Weitere Informationen zum Thema Chloridanalytik & Korrosionsprognose

Methodik und Laboranalytik

Vom qualitativen Indikator zur präzisen Quantifizierung

In der modernen Bauwerksdiagnostik setzen wir auf ein methodisch gestuftes Verfahren, um den Zustand von Stahlbetonbauwerken objektiv und belastbar zu erfassen. Während qualitative Vorprüfungen vor Ort – wie der Silbernitrat-Sprühtest – schnelle erste Indizien für eine potenzielle Chloridbelastung liefern, bildet die quantitative Analyse in unserem Labor das Rückgrat jeder seriösen Instandsetzungsplanung.

Hierbei nutzen wir die argentometrische Titration nach Volhard, um den säurelöslichen Gesamtchloridgehalt präzise zu bestimmen. Dieser Prozess ist essenziell, da er nicht nur die freien, korrosiv wirksamen Ionen erfasst, sondern das gesamte Potenzial einer künftigen Schadensentwicklung aufzeigt. Durch diese Labordaten transformieren wir vage Vermutungen in harte Fakten für Ihre Investitionsentscheidung.
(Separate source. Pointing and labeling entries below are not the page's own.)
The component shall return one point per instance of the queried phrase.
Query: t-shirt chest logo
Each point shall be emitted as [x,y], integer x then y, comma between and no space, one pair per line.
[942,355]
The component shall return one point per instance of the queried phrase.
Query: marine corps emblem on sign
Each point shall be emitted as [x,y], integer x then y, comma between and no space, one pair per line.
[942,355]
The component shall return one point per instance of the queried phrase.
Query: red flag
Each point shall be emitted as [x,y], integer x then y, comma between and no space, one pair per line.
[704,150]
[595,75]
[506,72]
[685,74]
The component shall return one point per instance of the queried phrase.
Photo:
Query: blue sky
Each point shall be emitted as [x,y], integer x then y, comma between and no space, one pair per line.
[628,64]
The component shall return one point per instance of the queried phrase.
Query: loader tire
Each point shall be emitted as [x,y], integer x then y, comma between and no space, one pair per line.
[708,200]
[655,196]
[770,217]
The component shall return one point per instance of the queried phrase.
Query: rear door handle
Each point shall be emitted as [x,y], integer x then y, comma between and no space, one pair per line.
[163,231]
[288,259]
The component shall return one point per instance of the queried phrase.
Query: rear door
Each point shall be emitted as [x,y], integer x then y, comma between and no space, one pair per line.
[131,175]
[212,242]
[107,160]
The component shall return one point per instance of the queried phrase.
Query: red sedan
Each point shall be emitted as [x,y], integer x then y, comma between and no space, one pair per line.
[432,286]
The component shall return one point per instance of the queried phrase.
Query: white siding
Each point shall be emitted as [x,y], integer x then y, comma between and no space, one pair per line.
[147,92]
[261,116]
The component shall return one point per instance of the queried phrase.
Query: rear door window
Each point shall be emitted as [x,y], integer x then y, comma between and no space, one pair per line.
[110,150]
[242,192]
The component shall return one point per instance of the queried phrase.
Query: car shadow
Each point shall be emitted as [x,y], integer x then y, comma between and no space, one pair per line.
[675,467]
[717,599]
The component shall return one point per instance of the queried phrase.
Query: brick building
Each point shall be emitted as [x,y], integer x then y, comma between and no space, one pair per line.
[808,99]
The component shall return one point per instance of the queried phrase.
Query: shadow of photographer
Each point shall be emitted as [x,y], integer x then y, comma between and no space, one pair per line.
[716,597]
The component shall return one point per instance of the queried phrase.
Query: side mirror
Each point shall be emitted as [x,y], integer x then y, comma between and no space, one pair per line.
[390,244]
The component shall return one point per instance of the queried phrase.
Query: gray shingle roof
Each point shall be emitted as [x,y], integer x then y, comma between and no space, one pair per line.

Chloridprofile und Modellierung

Die mathematische Prognose der verbleibenden Restlebensdauer

Ein punktueller Messwert an der Bewehrung liefert lediglich eine Momentaufnahme des Ist-Zustandes. Um jedoch die zukünftige Sicherheit eines Bauwerks bewerten zu können, erstellen wir detaillierte Chloridprofile durch eine präzise Tiefenstaffelung der Probenahme. Wir gewinnen Bohrmehlproben in definierten Intervallen (z. B. 0–15 mm, 15–30 mm), um den exakten Gradienten des Chlorideintrags abzubilden.

Diese Profile dienen als entscheidende Eingangsdaten für die mathematische Modellierung nach dem 2. Fick’schen Diffusionsgesetz. Durch dieses „Curve-Fitting“ bestimmen wir den apparenten Diffusionskoeffizienten und können so verlässlich prognostizieren, wann der kritische korrosionsauslösende Chloridgehalt die Tiefe der Bewehrung erreichen wird. Diese Weitsicht verhindert sprödes Versagen durch Lochfraßkorrosion, die oft ohne sichtbare Anzeichen an der Betonoberfläche verläuft.

Bewertung und Instandsetzungsstrategien

Datengestützte Lösungen für dauerhafte Infrastrukturbauwerke

Die Ergebnisse unserer Chloridanalysen bilden die Grundlage für die Wahl des technisch und wirtschaftlich optimalen Instandsetzungsverfahrens. Wir bewerten dabei nicht nur Schwellenwerte wie den Orientierungspunkt von 0,5 M.-%/z, sondern setzen die Konzentrationen stets in Bezug zum statischen System und den Umgebungsbedingungen des Bauteils.

Dank unserer tiefen fachlichen Expertise beraten wir Sie umfassend zu modernen Alternativen zum klassischen Betonabtrag. Besonders bei statisch sensiblen Infrastrukturbauwerken oder Parkhäusern bietet der Kathodische Korrosionsschutz (KKS) signifikante Vorteile. Durch das Anlegen eines kontrollierten Schutzstroms wird die anodische Eisenauflösung physikalisch unterbunden, wodurch chloridbelasteter Beton oft im Bauwerk verbleiben kann. Dies sichert die Langlebigkeit Ihrer Substanz bei minimiertem Eingriff in das Tragwerk.